The emergence of cargo drones is set to drastically improve the logistics and transportation sector. While there may be concerns that its effect could be adverse, experts remain optimistic as startup disruptions, major technological advancements and figures suggest a positive state-of-affairs.

According to The Insight Partners, the global drone logistics and transportation market generated over $24 million in revenue in 2018, with growth estimated to reach $1.6 billion by 2027.

Various start-ups like Natilus, Volans-i, Matternet and Zipline believe the solution lies in autonomous flying drones that can carry goods and heavy cargo, and are able to fly long distances to deliver products, supplies and medical samples.

Stephen Morris, Acting Director General of FIATA (the International Federation of Freight Forwarders’ Association) sees cargo drones as the necessary tool that will transform the global air freight industry, especially on the African continent where many remain cut off from modern infrastructure.

“Drone deliveries occur in a fraction of the time that more traditional modes are able to. As demand for delivery continues to increase due to the rise of e-commerce, it cannot be denied that drones will play a major role in many sectors in the future.”

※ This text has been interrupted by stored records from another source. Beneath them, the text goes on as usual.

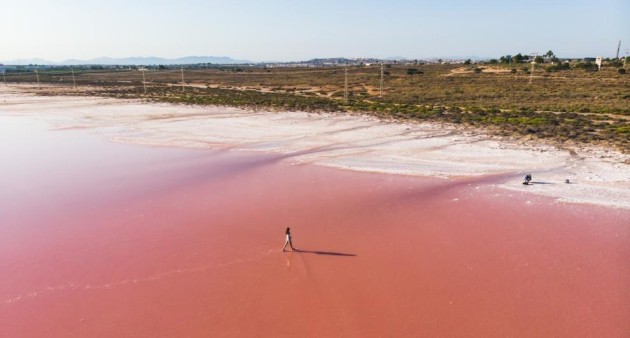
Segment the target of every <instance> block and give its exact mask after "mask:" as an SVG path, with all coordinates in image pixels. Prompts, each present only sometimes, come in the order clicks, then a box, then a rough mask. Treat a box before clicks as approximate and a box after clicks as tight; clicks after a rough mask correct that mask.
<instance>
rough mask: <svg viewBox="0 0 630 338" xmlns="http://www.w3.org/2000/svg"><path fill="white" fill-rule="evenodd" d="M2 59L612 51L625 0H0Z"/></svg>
mask: <svg viewBox="0 0 630 338" xmlns="http://www.w3.org/2000/svg"><path fill="white" fill-rule="evenodd" d="M0 5H2V6H0V11H1V13H2V18H1V19H0V60H12V59H17V58H34V57H38V58H44V59H49V60H53V61H61V60H65V59H71V58H77V59H89V58H95V57H100V56H110V57H128V56H159V57H168V58H174V57H181V56H189V55H204V56H207V55H212V56H230V57H233V58H238V59H248V60H253V61H271V60H277V61H286V60H305V59H310V58H315V57H337V56H345V57H378V58H384V57H397V56H402V57H407V58H425V57H441V56H473V55H476V56H482V57H498V56H500V55H504V54H516V53H518V52H522V53H530V52H539V53H544V52H546V51H547V50H549V49H551V50H553V51H554V52H555V53H556V55H558V56H560V57H579V56H598V55H602V56H605V57H610V56H614V55H615V52H616V48H617V41H618V40H622V52H621V54H622V55H623V54H625V52H624V49H625V48H630V0H598V1H595V0H588V1H587V0H573V1H564V0H558V1H553V0H547V1H542V0H522V1H511V0H504V1H499V0H496V1H495V0H479V1H474V0H466V1H464V0H442V1H437V0H436V1H411V0H387V1H372V0H366V1H353V0H348V1H344V0H315V1H313V0H312V1H301V0H276V1H264V0H258V1H253V0H231V1H227V0H225V1H224V0H206V1H202V0H171V1H166V0H108V1H102V0H99V1H91V0H54V1H52V0H16V1H13V0H0Z"/></svg>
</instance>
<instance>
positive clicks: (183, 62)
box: [1, 56, 252, 65]
mask: <svg viewBox="0 0 630 338" xmlns="http://www.w3.org/2000/svg"><path fill="white" fill-rule="evenodd" d="M1 63H4V64H5V65H30V64H32V65H186V64H198V63H212V64H244V63H252V62H251V61H247V60H236V59H232V58H230V57H227V56H185V57H181V58H176V59H166V58H160V57H128V58H108V57H101V58H96V59H91V60H75V59H71V60H65V61H61V62H55V61H49V60H43V59H16V60H7V61H3V62H1Z"/></svg>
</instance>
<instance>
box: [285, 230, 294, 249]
mask: <svg viewBox="0 0 630 338" xmlns="http://www.w3.org/2000/svg"><path fill="white" fill-rule="evenodd" d="M284 233H285V234H286V236H287V237H286V241H285V242H284V247H283V248H282V251H286V250H285V249H286V248H287V244H289V246H291V250H292V251H295V248H294V247H293V242H292V241H291V228H287V230H286V231H285V232H284Z"/></svg>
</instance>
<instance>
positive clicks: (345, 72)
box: [343, 65, 348, 104]
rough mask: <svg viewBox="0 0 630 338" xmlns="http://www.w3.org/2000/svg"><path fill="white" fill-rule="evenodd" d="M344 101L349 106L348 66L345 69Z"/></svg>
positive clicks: (343, 89)
mask: <svg viewBox="0 0 630 338" xmlns="http://www.w3.org/2000/svg"><path fill="white" fill-rule="evenodd" d="M343 101H344V102H345V103H346V104H348V65H346V68H345V69H344V84H343Z"/></svg>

Co-Founder and CEO of DRONAMICS Global Ltd and speaker at the upcoming FIATA World Congress, Svilen Rangelov, believes drones will contribute to transportation in the same way that the internet contributed to communication and payment.

“Heavy-lifting cargo drones will be able to mitigate a number of challenges within the logistics industry.”

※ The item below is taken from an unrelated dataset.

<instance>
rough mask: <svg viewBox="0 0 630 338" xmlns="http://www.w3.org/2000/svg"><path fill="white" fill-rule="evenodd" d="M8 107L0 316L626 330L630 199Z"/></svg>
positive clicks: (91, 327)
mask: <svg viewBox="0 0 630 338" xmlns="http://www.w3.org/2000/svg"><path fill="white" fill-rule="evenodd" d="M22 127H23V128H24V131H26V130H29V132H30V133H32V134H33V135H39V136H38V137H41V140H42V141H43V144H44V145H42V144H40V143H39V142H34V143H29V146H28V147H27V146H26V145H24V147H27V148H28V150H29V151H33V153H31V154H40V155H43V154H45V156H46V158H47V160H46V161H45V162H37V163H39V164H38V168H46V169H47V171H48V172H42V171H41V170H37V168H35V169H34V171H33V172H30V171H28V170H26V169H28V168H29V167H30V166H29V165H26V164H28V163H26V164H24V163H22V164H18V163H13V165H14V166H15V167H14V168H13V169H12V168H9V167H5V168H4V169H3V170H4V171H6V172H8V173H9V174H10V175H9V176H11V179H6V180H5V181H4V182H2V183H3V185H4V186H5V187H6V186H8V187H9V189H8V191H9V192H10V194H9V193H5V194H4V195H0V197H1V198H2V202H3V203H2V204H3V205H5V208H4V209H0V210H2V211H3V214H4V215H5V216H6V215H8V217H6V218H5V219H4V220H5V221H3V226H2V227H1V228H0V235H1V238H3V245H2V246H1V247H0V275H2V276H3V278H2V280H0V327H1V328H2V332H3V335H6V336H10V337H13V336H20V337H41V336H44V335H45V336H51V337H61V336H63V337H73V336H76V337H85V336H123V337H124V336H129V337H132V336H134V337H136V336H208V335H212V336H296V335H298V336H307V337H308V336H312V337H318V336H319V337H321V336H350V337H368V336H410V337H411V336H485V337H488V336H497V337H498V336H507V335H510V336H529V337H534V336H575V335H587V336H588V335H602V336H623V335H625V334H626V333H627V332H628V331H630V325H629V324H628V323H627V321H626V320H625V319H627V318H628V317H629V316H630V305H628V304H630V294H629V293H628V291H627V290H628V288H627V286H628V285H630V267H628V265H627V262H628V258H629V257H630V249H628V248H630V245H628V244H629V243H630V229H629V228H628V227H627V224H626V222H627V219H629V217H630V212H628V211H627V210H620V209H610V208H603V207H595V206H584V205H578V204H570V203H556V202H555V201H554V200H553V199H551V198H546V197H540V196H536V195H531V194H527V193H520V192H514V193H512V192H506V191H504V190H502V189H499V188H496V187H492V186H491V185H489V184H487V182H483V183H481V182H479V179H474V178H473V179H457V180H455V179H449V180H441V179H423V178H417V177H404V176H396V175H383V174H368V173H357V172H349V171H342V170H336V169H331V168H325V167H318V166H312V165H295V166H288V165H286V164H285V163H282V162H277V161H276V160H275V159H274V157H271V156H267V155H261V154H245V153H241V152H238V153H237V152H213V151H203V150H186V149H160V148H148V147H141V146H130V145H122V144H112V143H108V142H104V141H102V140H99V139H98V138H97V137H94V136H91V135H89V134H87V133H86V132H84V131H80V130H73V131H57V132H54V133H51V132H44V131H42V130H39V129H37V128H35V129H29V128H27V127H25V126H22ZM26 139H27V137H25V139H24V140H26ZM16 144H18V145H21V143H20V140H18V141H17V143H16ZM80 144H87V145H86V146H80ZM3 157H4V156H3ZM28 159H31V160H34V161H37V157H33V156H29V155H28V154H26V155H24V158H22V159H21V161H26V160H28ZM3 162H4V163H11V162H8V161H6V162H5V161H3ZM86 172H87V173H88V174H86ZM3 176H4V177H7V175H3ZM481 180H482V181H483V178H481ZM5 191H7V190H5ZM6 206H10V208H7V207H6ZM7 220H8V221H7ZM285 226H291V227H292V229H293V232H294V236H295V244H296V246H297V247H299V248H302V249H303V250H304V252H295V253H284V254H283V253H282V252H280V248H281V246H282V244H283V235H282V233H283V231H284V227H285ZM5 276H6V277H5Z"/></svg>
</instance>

Rangelov explains that everyone who lives in a big city can have their needs met within the same day.

“But, for the billions that live outside of the main centres of commerce, life can move a lot slower and it can be more costly. Cargo drones, if done right, can change this, and bring all the efficiencies of a big city to even the smallest and most remote community, unlocking tremendous economic opportunity.”

Realistically speaking, cargo drone operations are bound to come with many pros and cons but Rangelov is confident that smart design can minimize the latter. “A common complaint for multi-rotor or VTOL drones is the noise, which can be eliminated by a fixed-wing design instead and by landing on dedicated drone ports, rather than in people's backyards.”

He believes that the rise of cargo drones will also be beneficial to transportation systems.

“Numerous studies show that improved connectivity has a strong multiplier effect and quickly and positively affects quality of life and economic development.”

Rangelov envisions a future that is more decentralised, instead of aggregated in hubs. He adds that with shortened delivery timelines and demands for fast service on the rise, it makes no sense for cargo to go extra miles transiting through hubs, but rather to be sent to the destination directly from the origin.

Morris encourages traditional operators to embrace the new dawn that drones has ushered in.

“Decentralised last-mile delivery services are a growing industry that will interface with central logistics platforms and can be expected to do so even more as they become autonomous. In time, this will allow for autonomous, platform-enabled solutions for last-mile delivery.”

Svilen Rangelov will be speaking at the annual FIATA World Congress to be held at the Cape Town International Convention Centre from 1-5 October 2019.

The event is organised in conjunction with The South African Association of Freight Forwarders (SAAFF) and will serve as an international platform for industry leaders to discuss sustainable solutions within the freight forwarding and transport sector in Africa.